Hooks can be defined in multiple locations. They are loaded and merged in this order (later scopes add to, but don’t override, earlier ones):
| Priority | Location | Scope | Use Case |
|---|---|---|---|
| 1 | ~/.claude/settings.json |
User (all projects) | Personal workflow automation |
| 2 | .claude/settings.json |
Project (committed) | Team-shared hooks |
| 3 | .claude/settings.local.json |
Local (not committed) | Personal overrides for a project |
| 4 | Managed policy | Enterprise (admin-managed) | Organization-wide enforcement |
| 5 | Plugin hooks | Installed plugins | Plugin-provided automation |
| 6 | Skill/agent frontmatter | YAML hooks: field |
Skill-specific hooks |
How merging works: Hooks from all scopes are combined. If the same event has hooks in multiple scopes, all hooks run (they don’t replace each other). This means a user-level SessionStart hook and a project-level SessionStart hook both execute.

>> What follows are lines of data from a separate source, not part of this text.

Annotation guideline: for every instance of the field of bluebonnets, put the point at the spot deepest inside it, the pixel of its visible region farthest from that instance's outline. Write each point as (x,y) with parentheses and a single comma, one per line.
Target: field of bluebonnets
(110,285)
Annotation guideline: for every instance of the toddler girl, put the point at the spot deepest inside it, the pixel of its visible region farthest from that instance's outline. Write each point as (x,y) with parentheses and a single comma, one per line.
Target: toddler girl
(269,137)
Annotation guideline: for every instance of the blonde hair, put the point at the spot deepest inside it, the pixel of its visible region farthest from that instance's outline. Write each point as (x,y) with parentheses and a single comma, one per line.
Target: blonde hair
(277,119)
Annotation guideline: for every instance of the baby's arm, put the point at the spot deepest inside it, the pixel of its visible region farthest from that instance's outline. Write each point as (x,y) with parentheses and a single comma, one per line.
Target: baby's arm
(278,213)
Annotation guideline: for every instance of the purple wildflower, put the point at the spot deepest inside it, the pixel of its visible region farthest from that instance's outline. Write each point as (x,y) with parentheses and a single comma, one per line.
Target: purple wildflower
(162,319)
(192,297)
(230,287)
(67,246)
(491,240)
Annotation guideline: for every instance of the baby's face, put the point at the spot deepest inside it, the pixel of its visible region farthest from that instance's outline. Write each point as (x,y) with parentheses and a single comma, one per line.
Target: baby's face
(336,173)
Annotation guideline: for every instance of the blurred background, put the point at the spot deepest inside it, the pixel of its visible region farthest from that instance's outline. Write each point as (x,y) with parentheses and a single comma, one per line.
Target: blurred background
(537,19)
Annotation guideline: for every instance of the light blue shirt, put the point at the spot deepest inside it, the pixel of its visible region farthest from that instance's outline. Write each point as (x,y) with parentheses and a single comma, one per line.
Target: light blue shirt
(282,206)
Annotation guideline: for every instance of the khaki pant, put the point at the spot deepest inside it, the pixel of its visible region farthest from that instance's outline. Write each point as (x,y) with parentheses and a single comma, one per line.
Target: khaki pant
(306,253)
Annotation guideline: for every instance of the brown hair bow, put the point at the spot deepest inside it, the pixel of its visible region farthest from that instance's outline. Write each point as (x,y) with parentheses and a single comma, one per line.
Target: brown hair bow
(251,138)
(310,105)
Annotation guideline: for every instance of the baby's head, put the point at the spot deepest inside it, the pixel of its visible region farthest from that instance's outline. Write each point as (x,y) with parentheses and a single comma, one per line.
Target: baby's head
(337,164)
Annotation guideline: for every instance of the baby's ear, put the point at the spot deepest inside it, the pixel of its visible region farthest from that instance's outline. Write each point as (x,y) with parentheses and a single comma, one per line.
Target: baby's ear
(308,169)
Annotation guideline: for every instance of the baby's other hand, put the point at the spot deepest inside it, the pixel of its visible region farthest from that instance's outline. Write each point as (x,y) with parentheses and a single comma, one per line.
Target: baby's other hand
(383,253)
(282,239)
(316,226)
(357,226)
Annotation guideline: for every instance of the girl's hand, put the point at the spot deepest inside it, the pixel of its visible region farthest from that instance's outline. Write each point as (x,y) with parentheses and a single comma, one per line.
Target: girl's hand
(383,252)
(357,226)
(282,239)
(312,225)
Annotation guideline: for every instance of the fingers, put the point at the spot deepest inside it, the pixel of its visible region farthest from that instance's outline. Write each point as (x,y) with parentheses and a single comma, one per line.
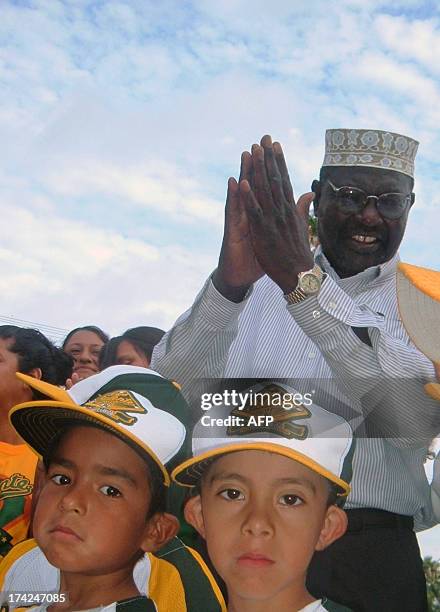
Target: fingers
(273,173)
(232,198)
(251,203)
(246,169)
(303,205)
(261,185)
(282,167)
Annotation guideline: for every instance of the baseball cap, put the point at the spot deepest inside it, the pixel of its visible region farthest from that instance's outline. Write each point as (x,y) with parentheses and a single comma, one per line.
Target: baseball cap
(137,405)
(271,421)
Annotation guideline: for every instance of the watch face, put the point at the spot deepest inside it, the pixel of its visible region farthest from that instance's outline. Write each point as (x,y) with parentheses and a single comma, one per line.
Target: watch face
(310,284)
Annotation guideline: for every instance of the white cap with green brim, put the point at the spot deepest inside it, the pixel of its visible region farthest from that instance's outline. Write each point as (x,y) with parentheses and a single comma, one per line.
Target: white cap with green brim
(137,405)
(308,434)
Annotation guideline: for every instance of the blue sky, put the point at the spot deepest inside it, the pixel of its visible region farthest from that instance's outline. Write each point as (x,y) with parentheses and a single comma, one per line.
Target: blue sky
(123,119)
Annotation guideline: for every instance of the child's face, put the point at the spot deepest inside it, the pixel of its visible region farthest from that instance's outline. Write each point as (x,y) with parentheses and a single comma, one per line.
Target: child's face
(91,515)
(263,516)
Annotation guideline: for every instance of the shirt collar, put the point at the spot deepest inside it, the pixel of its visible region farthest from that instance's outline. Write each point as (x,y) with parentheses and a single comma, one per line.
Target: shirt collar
(376,274)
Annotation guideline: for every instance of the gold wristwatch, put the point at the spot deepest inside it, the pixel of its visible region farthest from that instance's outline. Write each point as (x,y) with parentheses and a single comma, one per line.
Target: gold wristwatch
(309,283)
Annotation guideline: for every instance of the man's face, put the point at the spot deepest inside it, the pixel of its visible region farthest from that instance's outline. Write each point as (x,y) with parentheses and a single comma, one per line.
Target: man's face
(342,236)
(262,516)
(91,515)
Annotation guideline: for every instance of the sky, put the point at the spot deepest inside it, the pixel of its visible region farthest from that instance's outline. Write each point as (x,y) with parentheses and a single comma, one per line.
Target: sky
(122,120)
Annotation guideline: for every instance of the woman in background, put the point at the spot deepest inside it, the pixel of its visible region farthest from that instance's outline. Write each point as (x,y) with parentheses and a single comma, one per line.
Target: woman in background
(30,352)
(84,345)
(134,347)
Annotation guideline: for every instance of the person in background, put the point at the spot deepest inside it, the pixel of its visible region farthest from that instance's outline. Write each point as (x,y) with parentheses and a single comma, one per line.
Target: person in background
(134,347)
(418,295)
(84,345)
(272,309)
(30,352)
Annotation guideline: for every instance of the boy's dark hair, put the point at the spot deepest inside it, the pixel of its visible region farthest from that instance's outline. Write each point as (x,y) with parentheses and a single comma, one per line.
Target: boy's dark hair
(34,350)
(158,489)
(92,328)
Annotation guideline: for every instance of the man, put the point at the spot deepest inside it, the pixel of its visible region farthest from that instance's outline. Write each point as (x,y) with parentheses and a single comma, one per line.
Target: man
(337,325)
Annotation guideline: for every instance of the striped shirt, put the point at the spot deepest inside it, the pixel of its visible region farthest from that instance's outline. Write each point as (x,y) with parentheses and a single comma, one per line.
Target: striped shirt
(314,342)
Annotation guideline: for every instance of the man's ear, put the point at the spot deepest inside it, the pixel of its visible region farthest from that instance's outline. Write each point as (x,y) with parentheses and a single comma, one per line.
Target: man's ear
(316,188)
(335,525)
(159,530)
(35,373)
(194,515)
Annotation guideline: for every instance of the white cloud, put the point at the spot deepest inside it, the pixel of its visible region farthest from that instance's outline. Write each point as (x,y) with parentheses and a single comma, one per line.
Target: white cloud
(417,40)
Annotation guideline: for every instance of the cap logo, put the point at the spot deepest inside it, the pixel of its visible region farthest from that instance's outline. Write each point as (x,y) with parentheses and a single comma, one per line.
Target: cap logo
(265,413)
(16,485)
(115,405)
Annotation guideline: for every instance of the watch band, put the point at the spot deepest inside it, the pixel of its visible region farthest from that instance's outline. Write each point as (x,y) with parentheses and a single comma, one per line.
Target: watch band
(298,294)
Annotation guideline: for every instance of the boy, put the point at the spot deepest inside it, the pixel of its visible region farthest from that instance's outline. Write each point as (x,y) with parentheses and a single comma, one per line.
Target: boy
(106,444)
(268,479)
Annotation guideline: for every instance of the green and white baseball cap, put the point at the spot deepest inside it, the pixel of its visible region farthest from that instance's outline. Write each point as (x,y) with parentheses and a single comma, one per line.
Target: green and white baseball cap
(302,431)
(137,405)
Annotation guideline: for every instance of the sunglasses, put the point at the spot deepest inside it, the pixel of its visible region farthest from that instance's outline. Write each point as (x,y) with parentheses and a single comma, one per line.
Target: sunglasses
(351,200)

Skill frontmatter hooks support a once field to limit execution:
hooks:
PreToolUse:
- matcher: { tool_name: "Bash" }
hooks:
- type: command
command: "./check.sh"
once: true # Only runs once per session, not on every match
Different hook events handle decisions differently. Understanding these patterns is essential for writing hooks that correctly block, allow, or modify behavior.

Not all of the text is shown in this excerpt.